Dopo la conferma di quanto ci avevano detto i Markùt, e dopo che tutti gli animali pelosi erano andati via, siamo rimasti fermi sulla scaletta ad ammirare il tranquillo panorama che ci circondava. Sapevamo che il nostro Mondo Parallelo era un luogo che avevamo creato con tutti i nostri sentimenti, emozioni e sensazioni, ma ancora non ci eravamo resi conto che dovevamo prenderci cura di tutto ciò che c’era dentro. Fino ad ora non ci avevamo pensato. Mi sono alzata e lentamente ho allungato la mano verso la tua.
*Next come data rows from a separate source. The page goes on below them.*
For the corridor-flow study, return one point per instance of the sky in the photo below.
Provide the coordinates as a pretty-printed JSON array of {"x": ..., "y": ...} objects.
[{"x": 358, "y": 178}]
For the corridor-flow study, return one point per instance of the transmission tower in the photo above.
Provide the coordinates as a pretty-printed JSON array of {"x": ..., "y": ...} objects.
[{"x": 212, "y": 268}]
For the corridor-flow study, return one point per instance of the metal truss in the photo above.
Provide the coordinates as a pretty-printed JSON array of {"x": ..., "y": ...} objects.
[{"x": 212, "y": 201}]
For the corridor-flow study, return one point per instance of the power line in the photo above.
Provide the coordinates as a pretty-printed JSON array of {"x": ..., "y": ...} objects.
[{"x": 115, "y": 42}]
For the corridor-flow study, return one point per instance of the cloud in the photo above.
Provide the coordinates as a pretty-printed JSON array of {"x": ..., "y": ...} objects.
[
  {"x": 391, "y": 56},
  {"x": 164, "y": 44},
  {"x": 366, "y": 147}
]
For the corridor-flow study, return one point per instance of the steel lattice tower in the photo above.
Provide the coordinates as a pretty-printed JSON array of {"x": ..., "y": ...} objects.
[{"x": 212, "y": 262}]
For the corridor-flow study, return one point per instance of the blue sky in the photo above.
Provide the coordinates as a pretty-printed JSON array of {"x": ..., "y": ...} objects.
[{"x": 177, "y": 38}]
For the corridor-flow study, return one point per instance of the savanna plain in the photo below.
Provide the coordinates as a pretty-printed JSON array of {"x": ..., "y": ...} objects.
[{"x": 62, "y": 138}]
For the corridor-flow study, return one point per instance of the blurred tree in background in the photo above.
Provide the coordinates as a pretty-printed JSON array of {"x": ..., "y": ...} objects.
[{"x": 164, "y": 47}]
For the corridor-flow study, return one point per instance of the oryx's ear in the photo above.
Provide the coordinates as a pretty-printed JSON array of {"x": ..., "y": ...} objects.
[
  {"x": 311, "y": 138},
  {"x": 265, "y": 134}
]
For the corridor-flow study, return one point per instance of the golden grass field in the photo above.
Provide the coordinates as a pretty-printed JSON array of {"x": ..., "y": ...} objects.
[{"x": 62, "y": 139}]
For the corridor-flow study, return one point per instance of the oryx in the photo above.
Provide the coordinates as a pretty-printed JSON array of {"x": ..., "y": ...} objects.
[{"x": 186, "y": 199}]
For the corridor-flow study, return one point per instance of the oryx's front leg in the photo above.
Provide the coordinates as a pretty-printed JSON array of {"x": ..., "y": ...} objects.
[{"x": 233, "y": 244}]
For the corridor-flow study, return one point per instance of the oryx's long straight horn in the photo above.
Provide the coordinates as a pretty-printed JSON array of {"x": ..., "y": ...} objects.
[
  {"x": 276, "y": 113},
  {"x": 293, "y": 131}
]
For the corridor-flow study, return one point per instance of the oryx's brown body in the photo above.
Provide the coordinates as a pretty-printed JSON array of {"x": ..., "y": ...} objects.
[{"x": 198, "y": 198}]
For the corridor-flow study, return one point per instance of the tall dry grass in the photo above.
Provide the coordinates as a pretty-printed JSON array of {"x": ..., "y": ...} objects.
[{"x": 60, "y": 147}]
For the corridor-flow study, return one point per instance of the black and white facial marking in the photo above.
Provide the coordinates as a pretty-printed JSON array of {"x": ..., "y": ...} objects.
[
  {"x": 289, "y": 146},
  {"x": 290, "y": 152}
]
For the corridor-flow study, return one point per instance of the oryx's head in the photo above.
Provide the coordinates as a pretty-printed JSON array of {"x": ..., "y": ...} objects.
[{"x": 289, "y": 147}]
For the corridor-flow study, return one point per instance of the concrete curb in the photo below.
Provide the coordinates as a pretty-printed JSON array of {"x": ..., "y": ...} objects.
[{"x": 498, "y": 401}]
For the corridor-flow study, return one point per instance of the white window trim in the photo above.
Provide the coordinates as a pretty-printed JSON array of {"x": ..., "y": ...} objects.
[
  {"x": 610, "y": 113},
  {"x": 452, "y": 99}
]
L’hai presa e dolcemente abbiamo camminato fino ad arrivare al fiumiciattolo vicino al nostro appartamento. Eravamo un po’ stanchi. Stava arrivando il crepuscolo. Il sole stava tramontando dietro il bosco. Siamo rimasti per vedere l’ultimo spicchio di sole scomparire all’orizzonte. Le nostre sagome si riflettevano nel fiume, la luna alta nel cielo illuminava il paesaggio ed eravamo soli. Da lontano potevamo vedere un po’ di luce, era il villaggio dei Morgur e potevamo sentire la voce stridula del piccolo che non voleva andare a riposare. Il Grande gli ripeteva di andare a dormire perché domani avrebbero dovuto continuare a lavorare. Abbiamo anche visto Fenkuz entrare nel suo cespuglio allungando le zampette una per una. I Markùts, invece, erano sempre lì. A debita distanza, ma sempre vicino a noi e al nostro appartamento. Ormai questo era il nostro universo e fino ad ora non ce ne eravamo resi conto. Eravamo avvolti da ciò che sentivamo e non ci avevamo pensato. Ci siamo abbracciati stretti, e lentamente siamo entrati nel nostro appartamento che magicamente si è illuminato. Durante quella piccola passeggiata abbiamo sentito una voce. Sembrava provenisse dal nostro Mondo Parallelo. “Continuate ad amarvi l’un l’altro così. In questo modo, tutto questo può solo rafforzarsi. ” Stavamo per entrare nell’appartamento, ma ti sei fermato e ti sei messo davanti a me. “Come posso amarti più di quanto sto facendo ora?” Ti ho guardato e dolcemente ho accarezzato il tuo viso. Mi hai baciato, poi abbiamo sorriso timidamente e siamo entrati. Avevamo un po’ di fame.
Siamo andati in cucina.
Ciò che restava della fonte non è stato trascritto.